To put things in perspective, you can take low-light pictures with no flash, but it will mostly be at ISO 1600, and noise will be visible. Even so, the Fujifilm F10 rocks because it allows you to capture low-light shots that no other P&S currently can!

I use the Fujifilm F10 almost exclusively in the M mode, and a press of the MENU/OK button conveniently brings up the menu positioned on the Exposure Compensation setting. The "F" button, however, brings up Image Quality as the first option when ISO would be a more useful choice. One setting that does not make sense is the LONG EXPOSURE in the SET menu choice. This option allows you to manually select a shutter speed between 3 to 15 sec. when shooting mode is set to the Night Scene Position. It's 14 button presses away, making it very inconvenient to access. Without LONG EXPOSURE set to ON, Night Scene is limited to 3-1/500 sec. An easy solution would be to simpy add an additional Scene Position of LONG EXPOSURE.

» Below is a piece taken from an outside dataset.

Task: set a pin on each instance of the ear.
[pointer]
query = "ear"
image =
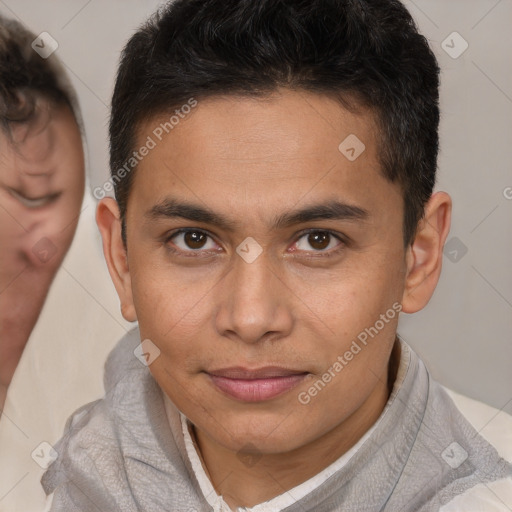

IllumiNations Parade at Epcot
24mm, M (Programmed Auto), Pattern, 1/58, F5.0, ISO 1600

I mentioned this before in other Fujifilm reviews: I simply love the FinePixViewer software because all the information is contained in one screen. Each image's filename is clearly visible and you do not need to launch another window to view the EXIF info. There is (still) some valuable screen real estate wasted along the rightmost column with the "Register Now" ad. You can do basic image editing, re: brightness, saturation, hue, sharpness.

The Fujifilm F10 Owner's Manual is well illustrated and written, though the print font is very small.

On our improvements wishlist:

  • provide the full range of shutter speeds in M (Programmed Auto) mode;
  • ideally, LCD should swivel for easy macro photography.

The Fujifilm FinePix F10 is the almost perfect P&S digital camera, especially with the low noise at high ISOs capabilities. It has set a new standard that other digital camera manufacturers will have to reach.